風邪は万病のもとと言われるように、ちょとした心の風邪もひき始めに要注意である。
本書は初期のこころの病にどう対処したらいいか、優しく語りかけてくれている。
世の中はいま、ストレスに溢れている。そのストレスを調節する方法として、認知行動療法を推奨している。基本はABC理論〜とらえ方・考え方を変えてみる〜ことである。
「監視や批判とはかけ離れた穏やかでやさしい好奇心を、あなた自身に、そして目の前で生じているすべてのことに向け続けること」の大切さを強調している。

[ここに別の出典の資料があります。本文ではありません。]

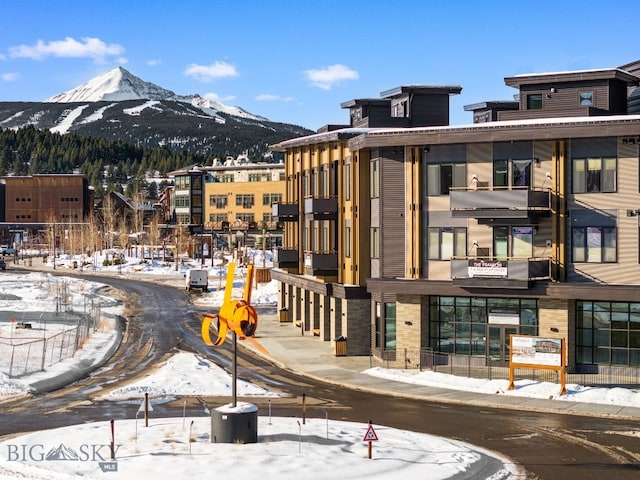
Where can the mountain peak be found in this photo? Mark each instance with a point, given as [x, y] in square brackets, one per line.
[118, 84]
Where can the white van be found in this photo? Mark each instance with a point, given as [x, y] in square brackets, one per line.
[197, 280]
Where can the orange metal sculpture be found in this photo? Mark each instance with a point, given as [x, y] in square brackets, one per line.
[237, 316]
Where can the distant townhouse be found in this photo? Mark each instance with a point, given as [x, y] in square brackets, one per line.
[31, 202]
[230, 202]
[403, 233]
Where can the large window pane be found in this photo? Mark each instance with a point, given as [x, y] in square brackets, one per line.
[594, 244]
[609, 175]
[500, 173]
[594, 171]
[433, 179]
[460, 242]
[521, 173]
[446, 243]
[434, 244]
[579, 175]
[522, 238]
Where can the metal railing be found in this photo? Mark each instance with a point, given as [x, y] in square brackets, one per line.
[28, 355]
[481, 368]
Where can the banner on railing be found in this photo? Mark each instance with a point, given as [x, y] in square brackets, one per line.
[479, 268]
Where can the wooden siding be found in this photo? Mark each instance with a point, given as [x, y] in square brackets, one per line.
[627, 269]
[392, 206]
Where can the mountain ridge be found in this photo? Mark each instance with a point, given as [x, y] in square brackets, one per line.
[117, 105]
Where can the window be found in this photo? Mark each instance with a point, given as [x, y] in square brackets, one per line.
[447, 242]
[512, 173]
[534, 101]
[347, 239]
[218, 201]
[458, 325]
[245, 217]
[594, 244]
[594, 175]
[271, 198]
[586, 99]
[385, 337]
[375, 242]
[218, 217]
[244, 201]
[375, 178]
[608, 333]
[347, 181]
[512, 242]
[442, 176]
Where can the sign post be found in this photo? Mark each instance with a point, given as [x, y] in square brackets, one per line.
[538, 353]
[370, 437]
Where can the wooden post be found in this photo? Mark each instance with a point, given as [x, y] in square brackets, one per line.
[146, 409]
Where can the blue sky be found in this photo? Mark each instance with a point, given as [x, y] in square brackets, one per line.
[296, 61]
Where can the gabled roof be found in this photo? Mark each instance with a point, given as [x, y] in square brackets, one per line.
[574, 76]
[422, 89]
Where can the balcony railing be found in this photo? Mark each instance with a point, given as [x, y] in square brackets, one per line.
[321, 208]
[503, 203]
[285, 212]
[321, 263]
[490, 272]
[285, 258]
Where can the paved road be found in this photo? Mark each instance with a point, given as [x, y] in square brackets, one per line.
[161, 319]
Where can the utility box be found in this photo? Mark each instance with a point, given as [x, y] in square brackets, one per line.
[340, 347]
[263, 275]
[197, 280]
[235, 425]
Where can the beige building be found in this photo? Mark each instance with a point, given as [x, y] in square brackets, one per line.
[231, 202]
[444, 241]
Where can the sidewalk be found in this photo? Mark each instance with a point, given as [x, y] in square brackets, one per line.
[309, 356]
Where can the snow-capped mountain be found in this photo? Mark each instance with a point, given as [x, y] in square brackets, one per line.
[120, 106]
[119, 84]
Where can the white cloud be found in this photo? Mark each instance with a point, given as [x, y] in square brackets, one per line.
[207, 73]
[88, 47]
[326, 78]
[217, 98]
[9, 76]
[266, 97]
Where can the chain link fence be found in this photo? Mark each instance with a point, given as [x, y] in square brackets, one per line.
[47, 338]
[481, 368]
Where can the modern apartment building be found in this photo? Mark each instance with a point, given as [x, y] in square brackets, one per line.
[28, 203]
[405, 233]
[231, 201]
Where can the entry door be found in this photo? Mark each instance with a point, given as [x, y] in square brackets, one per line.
[498, 344]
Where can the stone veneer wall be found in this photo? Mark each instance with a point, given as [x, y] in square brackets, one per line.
[558, 314]
[356, 323]
[324, 314]
[409, 325]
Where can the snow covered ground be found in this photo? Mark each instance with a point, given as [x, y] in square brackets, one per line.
[181, 447]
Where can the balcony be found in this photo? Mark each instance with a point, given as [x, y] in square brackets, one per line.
[489, 206]
[285, 212]
[321, 264]
[488, 272]
[285, 258]
[317, 208]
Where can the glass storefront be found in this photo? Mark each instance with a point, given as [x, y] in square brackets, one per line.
[608, 333]
[458, 325]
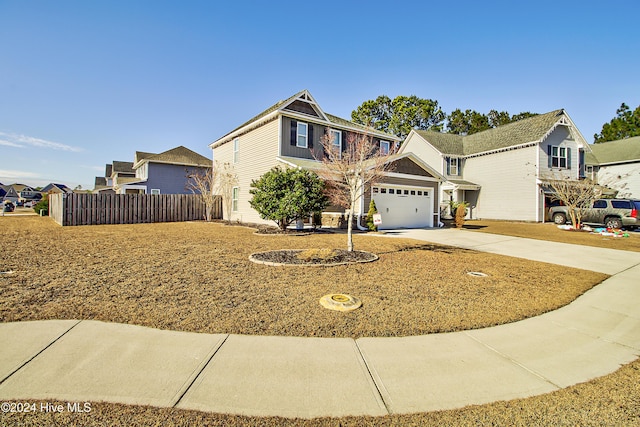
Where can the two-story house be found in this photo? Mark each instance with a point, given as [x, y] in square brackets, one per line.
[501, 172]
[289, 134]
[616, 164]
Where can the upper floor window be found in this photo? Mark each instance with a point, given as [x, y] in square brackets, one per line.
[301, 136]
[384, 148]
[453, 166]
[559, 157]
[236, 150]
[336, 141]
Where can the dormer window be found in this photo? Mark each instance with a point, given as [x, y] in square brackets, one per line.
[301, 137]
[453, 166]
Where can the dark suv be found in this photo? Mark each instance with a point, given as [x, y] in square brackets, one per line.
[614, 213]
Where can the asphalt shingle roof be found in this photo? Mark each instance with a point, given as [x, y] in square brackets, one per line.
[523, 131]
[181, 156]
[338, 121]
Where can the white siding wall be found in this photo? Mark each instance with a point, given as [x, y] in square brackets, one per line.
[257, 154]
[628, 183]
[508, 184]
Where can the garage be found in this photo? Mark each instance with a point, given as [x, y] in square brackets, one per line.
[403, 206]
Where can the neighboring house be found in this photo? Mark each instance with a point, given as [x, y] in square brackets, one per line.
[150, 173]
[168, 172]
[286, 133]
[20, 193]
[500, 172]
[616, 164]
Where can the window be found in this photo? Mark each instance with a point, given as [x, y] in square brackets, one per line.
[234, 198]
[301, 137]
[236, 149]
[384, 147]
[336, 141]
[453, 166]
[559, 157]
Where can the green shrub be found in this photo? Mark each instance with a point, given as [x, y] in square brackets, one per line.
[43, 205]
[285, 195]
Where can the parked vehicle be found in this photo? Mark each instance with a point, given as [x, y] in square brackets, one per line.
[613, 213]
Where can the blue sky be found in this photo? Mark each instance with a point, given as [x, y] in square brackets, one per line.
[83, 83]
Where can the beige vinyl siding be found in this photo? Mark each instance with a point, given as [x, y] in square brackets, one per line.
[257, 154]
[508, 184]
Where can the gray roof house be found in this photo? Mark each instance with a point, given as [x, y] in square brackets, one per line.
[289, 133]
[500, 172]
[616, 164]
[151, 173]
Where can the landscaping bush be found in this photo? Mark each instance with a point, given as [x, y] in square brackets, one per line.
[43, 205]
[285, 195]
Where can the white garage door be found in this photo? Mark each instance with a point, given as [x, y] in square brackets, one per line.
[404, 207]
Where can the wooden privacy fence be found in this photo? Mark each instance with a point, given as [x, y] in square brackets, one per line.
[94, 209]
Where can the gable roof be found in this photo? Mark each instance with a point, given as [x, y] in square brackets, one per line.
[61, 187]
[176, 156]
[122, 167]
[620, 151]
[302, 105]
[522, 132]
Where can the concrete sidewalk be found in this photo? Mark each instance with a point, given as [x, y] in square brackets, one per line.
[312, 377]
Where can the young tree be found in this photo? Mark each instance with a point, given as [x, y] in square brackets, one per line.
[350, 171]
[577, 196]
[212, 183]
[285, 195]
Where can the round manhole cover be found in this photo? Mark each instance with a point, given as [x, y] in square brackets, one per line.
[477, 274]
[340, 302]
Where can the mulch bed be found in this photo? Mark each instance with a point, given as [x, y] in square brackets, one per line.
[303, 257]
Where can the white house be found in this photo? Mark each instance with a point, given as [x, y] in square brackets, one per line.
[500, 172]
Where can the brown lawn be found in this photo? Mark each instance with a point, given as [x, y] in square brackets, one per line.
[197, 277]
[553, 233]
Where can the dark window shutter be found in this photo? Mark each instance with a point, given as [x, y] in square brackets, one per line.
[294, 132]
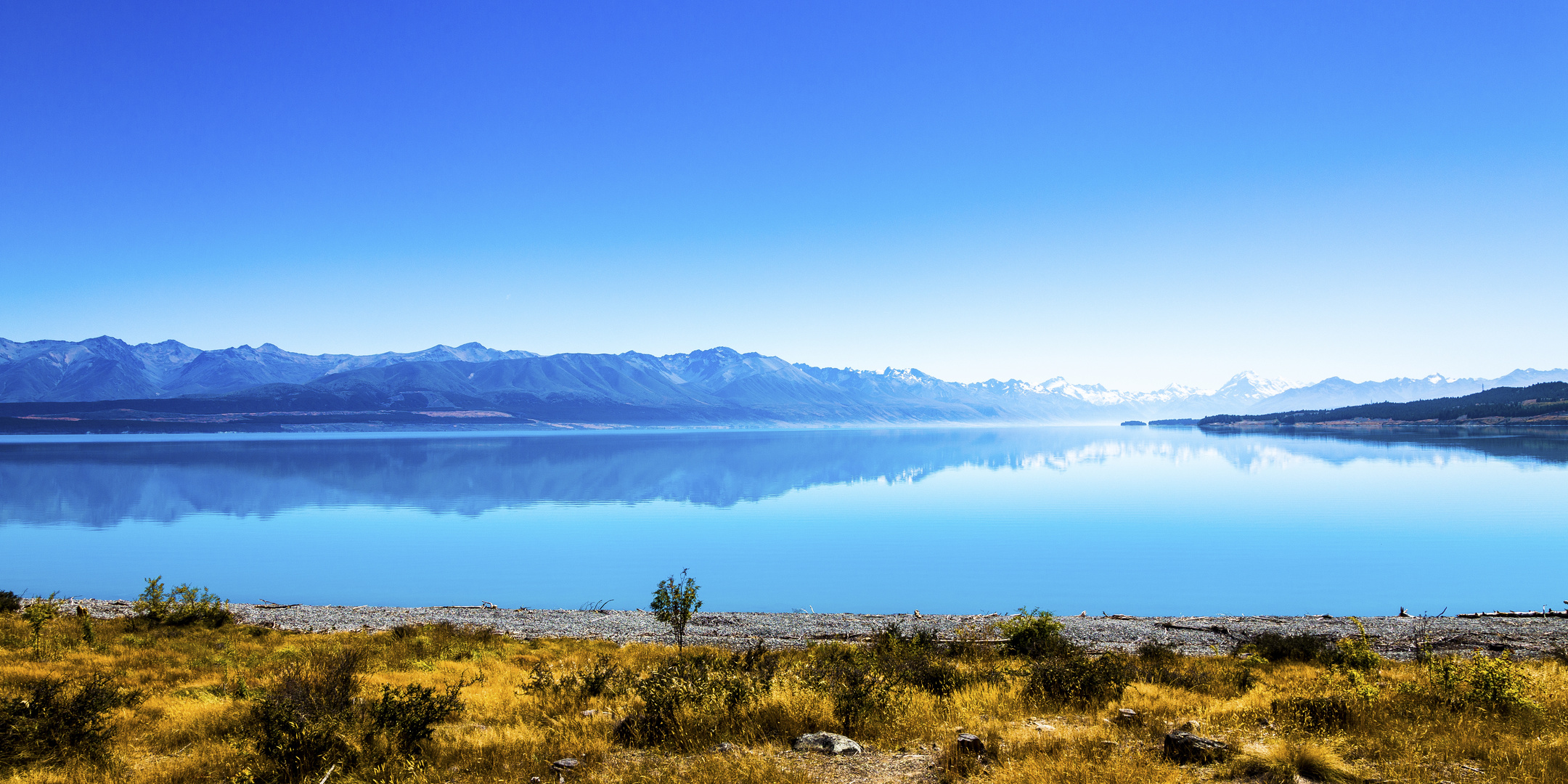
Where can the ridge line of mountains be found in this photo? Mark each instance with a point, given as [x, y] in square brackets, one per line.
[714, 386]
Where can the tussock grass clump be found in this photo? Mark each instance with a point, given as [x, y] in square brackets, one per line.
[1283, 762]
[55, 719]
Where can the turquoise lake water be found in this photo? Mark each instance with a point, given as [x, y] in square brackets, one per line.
[1143, 521]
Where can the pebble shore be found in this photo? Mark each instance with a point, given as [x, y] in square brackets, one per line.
[1393, 637]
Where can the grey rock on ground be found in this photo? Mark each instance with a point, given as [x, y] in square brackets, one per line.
[827, 743]
[1184, 747]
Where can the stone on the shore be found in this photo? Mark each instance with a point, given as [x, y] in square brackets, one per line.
[1184, 747]
[827, 743]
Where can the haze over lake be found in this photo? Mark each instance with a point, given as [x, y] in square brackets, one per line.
[1147, 521]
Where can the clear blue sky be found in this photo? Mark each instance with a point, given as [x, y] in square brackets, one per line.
[1132, 193]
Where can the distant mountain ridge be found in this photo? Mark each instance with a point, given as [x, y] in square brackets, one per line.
[711, 386]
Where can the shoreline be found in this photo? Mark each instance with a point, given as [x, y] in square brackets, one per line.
[1393, 637]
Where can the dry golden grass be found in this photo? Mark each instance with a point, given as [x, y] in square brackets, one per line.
[200, 687]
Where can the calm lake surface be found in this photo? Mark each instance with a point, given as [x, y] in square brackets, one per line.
[1145, 521]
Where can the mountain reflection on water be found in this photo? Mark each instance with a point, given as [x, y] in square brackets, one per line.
[105, 482]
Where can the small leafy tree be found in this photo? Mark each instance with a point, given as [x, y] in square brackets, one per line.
[674, 603]
[182, 605]
[38, 613]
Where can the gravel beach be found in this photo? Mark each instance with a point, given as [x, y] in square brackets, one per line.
[1393, 637]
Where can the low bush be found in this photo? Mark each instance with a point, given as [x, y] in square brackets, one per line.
[1477, 682]
[312, 717]
[1079, 681]
[60, 719]
[306, 722]
[1275, 647]
[182, 605]
[859, 690]
[1355, 653]
[1035, 635]
[690, 701]
[1315, 712]
[407, 717]
[915, 661]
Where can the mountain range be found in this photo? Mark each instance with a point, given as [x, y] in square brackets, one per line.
[711, 386]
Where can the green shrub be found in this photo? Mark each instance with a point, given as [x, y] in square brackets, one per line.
[674, 603]
[60, 719]
[182, 605]
[1316, 712]
[859, 689]
[1079, 679]
[1477, 681]
[684, 697]
[1035, 635]
[306, 720]
[407, 717]
[1355, 653]
[916, 661]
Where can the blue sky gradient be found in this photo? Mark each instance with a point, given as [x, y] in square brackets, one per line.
[1130, 193]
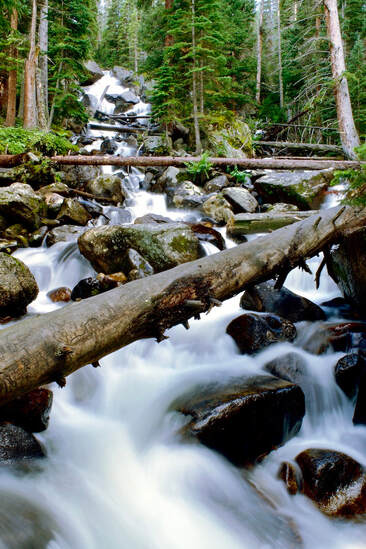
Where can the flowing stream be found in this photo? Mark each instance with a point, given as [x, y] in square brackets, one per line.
[116, 474]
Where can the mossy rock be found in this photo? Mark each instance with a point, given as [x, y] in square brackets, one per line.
[163, 246]
[18, 286]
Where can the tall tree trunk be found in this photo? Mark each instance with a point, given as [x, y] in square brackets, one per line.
[30, 103]
[347, 128]
[282, 102]
[42, 72]
[259, 52]
[12, 79]
[194, 82]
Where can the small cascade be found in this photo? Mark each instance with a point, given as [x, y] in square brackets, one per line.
[117, 475]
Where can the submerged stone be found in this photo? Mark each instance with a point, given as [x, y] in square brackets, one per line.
[246, 419]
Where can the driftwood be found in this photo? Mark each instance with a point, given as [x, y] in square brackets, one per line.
[49, 347]
[7, 161]
[299, 146]
[266, 222]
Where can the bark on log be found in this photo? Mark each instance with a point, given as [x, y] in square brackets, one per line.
[299, 146]
[252, 223]
[7, 161]
[48, 348]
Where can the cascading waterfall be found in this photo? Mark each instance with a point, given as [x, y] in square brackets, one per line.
[117, 475]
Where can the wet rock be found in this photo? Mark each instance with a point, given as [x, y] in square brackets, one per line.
[291, 477]
[218, 208]
[348, 371]
[168, 181]
[152, 218]
[217, 184]
[91, 286]
[348, 268]
[125, 76]
[93, 73]
[207, 234]
[246, 419]
[341, 336]
[54, 204]
[241, 200]
[37, 237]
[252, 332]
[16, 444]
[163, 245]
[264, 298]
[107, 186]
[335, 482]
[73, 212]
[31, 412]
[136, 266]
[20, 204]
[18, 287]
[76, 177]
[108, 146]
[246, 223]
[62, 294]
[188, 195]
[65, 233]
[304, 189]
[291, 367]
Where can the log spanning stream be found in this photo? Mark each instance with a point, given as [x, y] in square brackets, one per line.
[116, 474]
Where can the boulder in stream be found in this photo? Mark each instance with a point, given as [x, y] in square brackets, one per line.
[335, 482]
[347, 267]
[20, 204]
[246, 419]
[252, 332]
[31, 411]
[16, 444]
[304, 189]
[18, 286]
[163, 245]
[265, 298]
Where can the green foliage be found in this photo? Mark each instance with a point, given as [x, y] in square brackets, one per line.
[19, 140]
[356, 181]
[200, 168]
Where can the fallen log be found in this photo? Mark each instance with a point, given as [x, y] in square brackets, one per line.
[299, 146]
[49, 347]
[252, 223]
[147, 161]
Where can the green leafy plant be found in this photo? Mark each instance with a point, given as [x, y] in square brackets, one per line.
[200, 168]
[19, 140]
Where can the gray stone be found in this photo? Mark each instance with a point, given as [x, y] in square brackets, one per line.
[20, 204]
[18, 286]
[241, 200]
[163, 245]
[304, 189]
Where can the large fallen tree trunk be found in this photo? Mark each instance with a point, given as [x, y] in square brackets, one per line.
[49, 347]
[7, 161]
[299, 146]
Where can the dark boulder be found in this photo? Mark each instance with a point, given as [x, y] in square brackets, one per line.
[16, 444]
[244, 420]
[252, 332]
[335, 482]
[31, 411]
[265, 298]
[62, 294]
[347, 267]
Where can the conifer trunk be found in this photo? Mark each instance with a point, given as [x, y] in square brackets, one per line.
[12, 78]
[194, 82]
[347, 128]
[30, 103]
[259, 52]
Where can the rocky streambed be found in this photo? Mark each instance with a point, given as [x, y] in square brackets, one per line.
[245, 431]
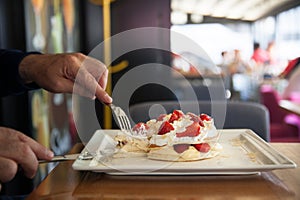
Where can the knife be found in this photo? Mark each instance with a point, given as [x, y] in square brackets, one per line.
[61, 158]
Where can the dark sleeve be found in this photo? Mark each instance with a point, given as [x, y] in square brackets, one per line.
[10, 80]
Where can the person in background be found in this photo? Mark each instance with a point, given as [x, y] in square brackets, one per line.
[58, 73]
[238, 65]
[259, 56]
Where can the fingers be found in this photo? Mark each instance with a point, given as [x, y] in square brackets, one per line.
[18, 149]
[86, 85]
[8, 169]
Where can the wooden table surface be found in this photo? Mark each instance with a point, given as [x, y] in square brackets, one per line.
[65, 183]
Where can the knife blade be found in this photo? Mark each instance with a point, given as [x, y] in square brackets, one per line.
[61, 158]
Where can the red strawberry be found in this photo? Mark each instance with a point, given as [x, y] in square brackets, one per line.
[196, 118]
[202, 147]
[161, 117]
[191, 131]
[205, 117]
[179, 148]
[177, 114]
[140, 127]
[165, 128]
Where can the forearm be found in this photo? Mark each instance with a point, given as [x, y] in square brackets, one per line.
[10, 79]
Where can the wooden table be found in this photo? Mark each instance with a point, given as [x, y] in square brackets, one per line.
[290, 106]
[65, 183]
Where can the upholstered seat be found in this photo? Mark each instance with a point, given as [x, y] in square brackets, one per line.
[283, 125]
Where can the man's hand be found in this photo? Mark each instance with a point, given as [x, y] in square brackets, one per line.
[68, 72]
[18, 149]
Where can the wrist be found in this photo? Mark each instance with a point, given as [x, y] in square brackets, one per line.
[26, 68]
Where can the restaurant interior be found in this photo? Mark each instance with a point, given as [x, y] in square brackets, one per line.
[248, 66]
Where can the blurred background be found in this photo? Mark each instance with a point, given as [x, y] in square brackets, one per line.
[254, 44]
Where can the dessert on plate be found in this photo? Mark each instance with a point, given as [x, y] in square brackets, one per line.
[172, 137]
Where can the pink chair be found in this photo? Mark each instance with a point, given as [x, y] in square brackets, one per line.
[284, 126]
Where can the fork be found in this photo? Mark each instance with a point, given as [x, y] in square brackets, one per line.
[123, 121]
[122, 118]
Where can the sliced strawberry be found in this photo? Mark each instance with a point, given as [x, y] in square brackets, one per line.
[140, 127]
[194, 118]
[202, 147]
[205, 117]
[165, 128]
[179, 148]
[201, 123]
[191, 131]
[161, 117]
[177, 114]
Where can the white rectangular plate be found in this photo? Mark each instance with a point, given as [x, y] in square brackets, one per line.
[243, 153]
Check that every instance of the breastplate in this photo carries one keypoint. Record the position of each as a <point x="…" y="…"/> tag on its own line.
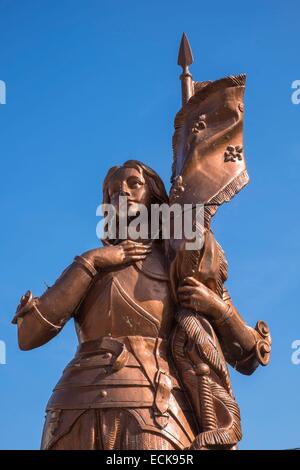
<point x="132" y="300"/>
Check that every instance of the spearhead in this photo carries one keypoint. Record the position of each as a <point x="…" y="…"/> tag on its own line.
<point x="185" y="58"/>
<point x="185" y="55"/>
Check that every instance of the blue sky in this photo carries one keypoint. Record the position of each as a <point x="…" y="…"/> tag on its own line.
<point x="93" y="83"/>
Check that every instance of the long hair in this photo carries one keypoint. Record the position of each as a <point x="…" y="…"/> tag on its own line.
<point x="153" y="180"/>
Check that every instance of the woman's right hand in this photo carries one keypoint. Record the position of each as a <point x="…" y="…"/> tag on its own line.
<point x="126" y="252"/>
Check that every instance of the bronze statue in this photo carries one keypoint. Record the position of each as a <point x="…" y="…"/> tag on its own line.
<point x="155" y="324"/>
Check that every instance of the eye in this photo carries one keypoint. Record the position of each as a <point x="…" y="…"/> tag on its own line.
<point x="134" y="183"/>
<point x="113" y="190"/>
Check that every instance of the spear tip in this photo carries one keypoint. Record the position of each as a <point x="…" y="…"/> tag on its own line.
<point x="185" y="55"/>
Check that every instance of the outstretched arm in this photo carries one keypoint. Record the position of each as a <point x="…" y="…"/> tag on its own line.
<point x="39" y="319"/>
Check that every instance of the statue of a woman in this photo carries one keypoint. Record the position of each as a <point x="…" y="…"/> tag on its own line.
<point x="155" y="324"/>
<point x="129" y="385"/>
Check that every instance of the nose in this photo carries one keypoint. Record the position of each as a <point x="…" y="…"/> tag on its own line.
<point x="124" y="191"/>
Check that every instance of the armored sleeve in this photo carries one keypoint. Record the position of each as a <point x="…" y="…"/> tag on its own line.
<point x="39" y="319"/>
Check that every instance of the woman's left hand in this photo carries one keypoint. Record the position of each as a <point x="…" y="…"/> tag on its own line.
<point x="196" y="296"/>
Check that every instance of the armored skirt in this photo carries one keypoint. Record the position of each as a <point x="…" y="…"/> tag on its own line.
<point x="121" y="390"/>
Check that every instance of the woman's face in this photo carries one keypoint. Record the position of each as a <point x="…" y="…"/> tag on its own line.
<point x="129" y="183"/>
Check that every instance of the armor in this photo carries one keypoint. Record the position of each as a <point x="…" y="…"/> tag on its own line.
<point x="123" y="320"/>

実践編では、まず「ココロを整えて、カラダの声に耳をかたむける」自律訓練法から入っている。リラックスする練習法のポイントが図示されているので、分かり易い。マインドフルネス瞑想法で、ここではストレスを受け流すためのテクニックが示されている。マインドフルに呼吸する・食べる・歩く・座る日常の起居動作に心を放ち、それゆえに心が満たされる心得が述べられている。
もっと具体的に「いつもと違うことをする」「カラダを動かす」「苦手を克服する」「ヒトとの接し方を変える」「書いてみる」という具体的な方法が書かれている。小学生がおけいこするように、大人も初心に返ってライフスタイルを健やかな行動へ向けてみる大切さを教えられる。
たくさんなことが紹介されて目移りしそうだが、自分の気に入った、やりやすいものから少しずつ始めて、継続していけば、マイナス要因がいつのまにやらなくなっていくだろう。
本書は心の行き届いた優しい思いやりに満ちた【マインドフル】な一書である。